I was now having the access to the terminal but I tried to search for the file /etc/pam.d/authorization and I was not able to find it. I tried looking into the folder /Volumes/ and couldn’t find my Mac OS X folder tree structure there.
The only folder structure I could see there was the Mac OS X Base System and Time Machine. I googled, googled and googled, and found that Mac OS X file system could be enabled from the Disk Utility option.
As a next step, I clicked on the ‘Mac OS X’ selection on the left and clicked on ‘Mount’.
I exited the Disk Utility after the Macintosh OS X appeared to be mounted.
I again navigated to the ‘Terminal’ under ‘Utilities’ and searched for the ‘Mac OS X’ file structure under ‘Volumes’ and was able to find it now! Hurray !!!
After some searches, I was able to locate the /etc/pam.d/authorization file under the directory:
/Volumes/Mac OS X/System/Library/Templates/Data/private/etc/pam.d
Next step could have just been to edit the file and save it, but i realized that I was not having the proper write permissions to do it.

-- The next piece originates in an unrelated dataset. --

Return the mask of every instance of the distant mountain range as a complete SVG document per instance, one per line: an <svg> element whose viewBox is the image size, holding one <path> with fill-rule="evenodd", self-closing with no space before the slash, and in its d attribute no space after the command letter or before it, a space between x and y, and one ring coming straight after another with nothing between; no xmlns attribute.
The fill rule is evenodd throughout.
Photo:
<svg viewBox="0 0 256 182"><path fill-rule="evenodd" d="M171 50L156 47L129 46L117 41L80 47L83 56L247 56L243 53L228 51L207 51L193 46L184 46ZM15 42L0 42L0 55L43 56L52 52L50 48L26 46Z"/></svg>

How to get proper permission on the file now?
I ran chmod 777 authorization and it worked !!!
I was able to do ls -la now and can observe that I was having enough privileges to edit the file.

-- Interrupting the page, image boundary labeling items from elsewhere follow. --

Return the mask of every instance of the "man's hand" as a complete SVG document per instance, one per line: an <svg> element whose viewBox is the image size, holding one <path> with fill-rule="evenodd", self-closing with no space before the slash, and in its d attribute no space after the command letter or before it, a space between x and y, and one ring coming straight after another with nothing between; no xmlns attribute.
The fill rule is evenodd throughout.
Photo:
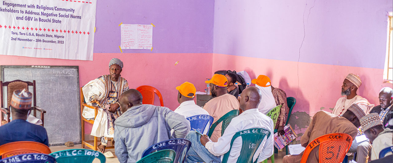
<svg viewBox="0 0 393 163"><path fill-rule="evenodd" d="M200 143L204 146L206 145L206 143L210 141L210 139L207 135L203 135L200 136Z"/></svg>
<svg viewBox="0 0 393 163"><path fill-rule="evenodd" d="M108 109L108 110L112 112L115 112L119 106L117 103L112 103L110 104L110 107Z"/></svg>
<svg viewBox="0 0 393 163"><path fill-rule="evenodd" d="M279 126L278 128L277 129L277 133L278 135L284 135L285 134L285 132L284 131L284 127Z"/></svg>

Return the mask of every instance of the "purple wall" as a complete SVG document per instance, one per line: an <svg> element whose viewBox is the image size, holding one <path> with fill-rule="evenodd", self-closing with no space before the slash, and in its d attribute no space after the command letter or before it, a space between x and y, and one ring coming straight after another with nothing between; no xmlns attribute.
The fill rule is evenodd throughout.
<svg viewBox="0 0 393 163"><path fill-rule="evenodd" d="M383 69L392 2L216 0L213 52Z"/></svg>
<svg viewBox="0 0 393 163"><path fill-rule="evenodd" d="M214 1L98 1L95 53L120 53L119 24L150 24L153 51L123 49L125 53L211 53Z"/></svg>

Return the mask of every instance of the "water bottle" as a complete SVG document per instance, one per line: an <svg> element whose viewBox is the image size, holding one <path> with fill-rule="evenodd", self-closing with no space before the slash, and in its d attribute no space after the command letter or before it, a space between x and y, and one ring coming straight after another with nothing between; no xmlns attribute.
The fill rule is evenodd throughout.
<svg viewBox="0 0 393 163"><path fill-rule="evenodd" d="M206 94L210 94L210 85L209 84L206 85Z"/></svg>

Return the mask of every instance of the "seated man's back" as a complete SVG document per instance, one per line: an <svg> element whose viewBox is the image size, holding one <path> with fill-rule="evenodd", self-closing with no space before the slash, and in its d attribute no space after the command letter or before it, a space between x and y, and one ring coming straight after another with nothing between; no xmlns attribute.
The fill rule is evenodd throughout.
<svg viewBox="0 0 393 163"><path fill-rule="evenodd" d="M40 143L49 146L46 130L23 120L15 120L0 127L0 145L19 141Z"/></svg>
<svg viewBox="0 0 393 163"><path fill-rule="evenodd" d="M171 137L172 129L174 132ZM120 162L136 162L149 147L172 138L184 138L190 130L189 121L169 108L134 106L115 121L116 155Z"/></svg>
<svg viewBox="0 0 393 163"><path fill-rule="evenodd" d="M26 89L14 91L9 108L12 121L0 127L0 145L19 141L40 143L49 146L44 127L27 121L31 107L32 94Z"/></svg>

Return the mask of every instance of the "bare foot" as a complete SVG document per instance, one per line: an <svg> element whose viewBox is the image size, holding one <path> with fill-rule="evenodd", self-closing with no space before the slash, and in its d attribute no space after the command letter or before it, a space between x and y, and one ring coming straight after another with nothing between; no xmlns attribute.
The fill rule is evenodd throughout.
<svg viewBox="0 0 393 163"><path fill-rule="evenodd" d="M105 151L105 148L107 147L107 146L103 145L102 144L100 144L97 147L97 150L101 153L104 153L104 152Z"/></svg>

But .. But .. But .. The story was not over yet, I realized that many vi editor flags for editing were not working such as the ‘Delete/Backspace’ buttons from keyboard !!! This was how it was designed to work and configured by Apple. I was not even able to find nano editor as it kept saying command not found. I again tried to editing the file and was happy to know that ‘dd’ command worked and I was successfully able to remove the following line from the authorization file:
auth required /usr/local/lib/security/pam_yubico.so mode=challenge-response
I saved the file, exited the terminal, exited recovery mode and tried login again, and was successfully able to login to my machine !!!